Actually, I was just wondering, with your theory of traveling to alternate universes in time, how would you deal with the fact that when you get there, that there's two of you, and you know, you couldn't use your social security number, you wouldn't have an ID, wouldn't be able to get a job, you know, how would you deal with that?
I mean, because there can't be two duplicate social security numbers and everything, you know what I'm saying?
A practical and interesting question, actually.
Well, as a matter of fact, as I said, I don't think it's something that someone would engage in lightly, and you would have to have given it a lot of forethought, and you would have to decide that you were going to be making a lot of sacrifices by doing it.
But for me, as I said, if I were to do it, it would be for not something light.
It would be for the reason that I mentioned.
Just try to prevent an assassination of someone like, you know, Martin Luther King or to see my father.
And I would be willing to sacrifice and take the chance that in the new universe I would have to see how I would have to fend for myself.
But yes, someone who is doing that, it is not something that you would engage in routinely because yes, your entire life would be altered and you would have to live with those consequences.
So I couldn't agree with you more.
Professor, would there theoretically be a way to calibrate it carefully enough so that you could pick the time?
Oh, yes.
I mean, you could actually pick the time that you're going back, because you're moving in space as well as moving in time.
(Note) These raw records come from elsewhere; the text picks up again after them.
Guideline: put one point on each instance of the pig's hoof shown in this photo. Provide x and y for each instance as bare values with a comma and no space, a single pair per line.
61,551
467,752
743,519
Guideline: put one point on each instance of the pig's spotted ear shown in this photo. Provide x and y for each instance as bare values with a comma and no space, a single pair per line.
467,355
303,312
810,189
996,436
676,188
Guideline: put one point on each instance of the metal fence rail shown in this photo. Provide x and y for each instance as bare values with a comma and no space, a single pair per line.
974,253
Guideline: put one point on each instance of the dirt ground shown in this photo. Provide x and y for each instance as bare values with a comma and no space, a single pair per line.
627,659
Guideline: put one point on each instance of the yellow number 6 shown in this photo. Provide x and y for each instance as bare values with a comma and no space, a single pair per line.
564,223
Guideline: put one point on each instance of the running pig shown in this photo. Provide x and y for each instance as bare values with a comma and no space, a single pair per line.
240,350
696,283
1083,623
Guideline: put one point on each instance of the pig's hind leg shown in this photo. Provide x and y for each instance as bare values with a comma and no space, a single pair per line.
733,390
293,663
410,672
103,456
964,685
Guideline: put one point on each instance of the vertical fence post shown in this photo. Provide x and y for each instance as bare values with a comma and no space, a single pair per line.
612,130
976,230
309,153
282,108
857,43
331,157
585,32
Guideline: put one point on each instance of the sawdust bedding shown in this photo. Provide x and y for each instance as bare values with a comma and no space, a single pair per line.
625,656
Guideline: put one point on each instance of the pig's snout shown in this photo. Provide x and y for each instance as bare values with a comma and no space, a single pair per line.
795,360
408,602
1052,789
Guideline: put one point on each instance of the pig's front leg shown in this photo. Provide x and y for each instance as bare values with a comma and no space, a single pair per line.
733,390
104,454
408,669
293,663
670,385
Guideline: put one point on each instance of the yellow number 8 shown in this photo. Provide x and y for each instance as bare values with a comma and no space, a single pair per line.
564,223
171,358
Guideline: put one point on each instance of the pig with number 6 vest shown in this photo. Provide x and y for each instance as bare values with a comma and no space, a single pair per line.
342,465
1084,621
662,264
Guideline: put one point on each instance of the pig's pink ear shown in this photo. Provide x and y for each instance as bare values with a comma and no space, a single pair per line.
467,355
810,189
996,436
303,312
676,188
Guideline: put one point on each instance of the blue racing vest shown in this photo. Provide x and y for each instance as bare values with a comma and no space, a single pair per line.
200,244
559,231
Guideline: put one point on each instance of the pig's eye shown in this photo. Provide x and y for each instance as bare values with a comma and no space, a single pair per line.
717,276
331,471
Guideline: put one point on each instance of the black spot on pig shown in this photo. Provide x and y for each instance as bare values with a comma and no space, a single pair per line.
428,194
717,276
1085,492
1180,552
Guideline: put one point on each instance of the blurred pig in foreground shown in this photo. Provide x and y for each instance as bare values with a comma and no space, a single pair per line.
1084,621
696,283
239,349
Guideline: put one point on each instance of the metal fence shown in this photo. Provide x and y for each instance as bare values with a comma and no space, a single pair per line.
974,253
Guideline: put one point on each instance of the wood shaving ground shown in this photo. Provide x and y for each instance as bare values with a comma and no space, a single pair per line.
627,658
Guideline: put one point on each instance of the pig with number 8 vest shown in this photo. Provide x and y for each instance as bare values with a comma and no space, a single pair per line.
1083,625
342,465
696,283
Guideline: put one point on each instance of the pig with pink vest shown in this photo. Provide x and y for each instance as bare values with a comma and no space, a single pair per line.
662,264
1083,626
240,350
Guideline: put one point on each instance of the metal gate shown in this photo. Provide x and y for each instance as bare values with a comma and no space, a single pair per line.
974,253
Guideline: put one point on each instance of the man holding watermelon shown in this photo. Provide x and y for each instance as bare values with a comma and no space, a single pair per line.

And so you can actually calibrate, as I said, if you turn the device on for 10 years, you could decide whether you want to come back 2 years, 5 years, 8 years, up to 10 years.
So, yes, that can be done.
Got it.
East of the Rockies, Joan in Washington, D.C.
You're on the air with the professor.
Hello.
Okay.
All right.
Just want to say one thing before I ask the question.
My deceased husband was an engineer at Raytheon, and I found a card among his papers that said he was A little card that said that he was present at the Apollo 11 moon landing.
Just wanted to let you know.
And let the audience know.
Wow.
Yeah, that's a wow.
Go ahead.
Now my question is, everybody has been saying that time has been just going whizzing by lately.
One year has been going and there's another year.
We just had Christmas, now it's here again.
And do you think that time could have been manipulated or can be manipulated, the atomic clocks, to make time go faster?
I'll let you answer, Professor, but I have my own answer for that.
Right.
The thing is that what you're talking about is psychological time, and it's known that You know, just the pace of our life.
I mean, you remember when, and all of us have had this effect, when you were a child, a day seems, you know, like forever.
And as an adult, you know, it seems like a minute.
I mean, the thing is, is that it's the amount of activity.
It's also physiological.
I mean, when I say psychological, it's also physiological.
But, you know, it has to do with what is going on and the amount of what's happening to us in our life.
That psychological time is not the same thing as the time of physics that I'm
talking about, which is not a time that is affected by our psychological behavior.
It's a time that governs us, and it's something that passes for all of us, independent of
our psychological feelings.
Well, the way I always heard it explained, Professor, that I really liked is, you know
when you're three years old, one year represents a third of your life.
Now, you're 61, I'm 60, so obviously it represents, you know, a day is just...
For us.
But as you mentioned, when you're three years old, a day is just simply forever.
So, I think that answers why we all feel like time is speeding up as we get older.
In fact, in a good sense, it is.
Let's go to Charles, I think, in Marietta, Georgia.
You're on the air.
Hey, Art, I'm a big fan.
I just started listening.
But anyway, my question is for the professor.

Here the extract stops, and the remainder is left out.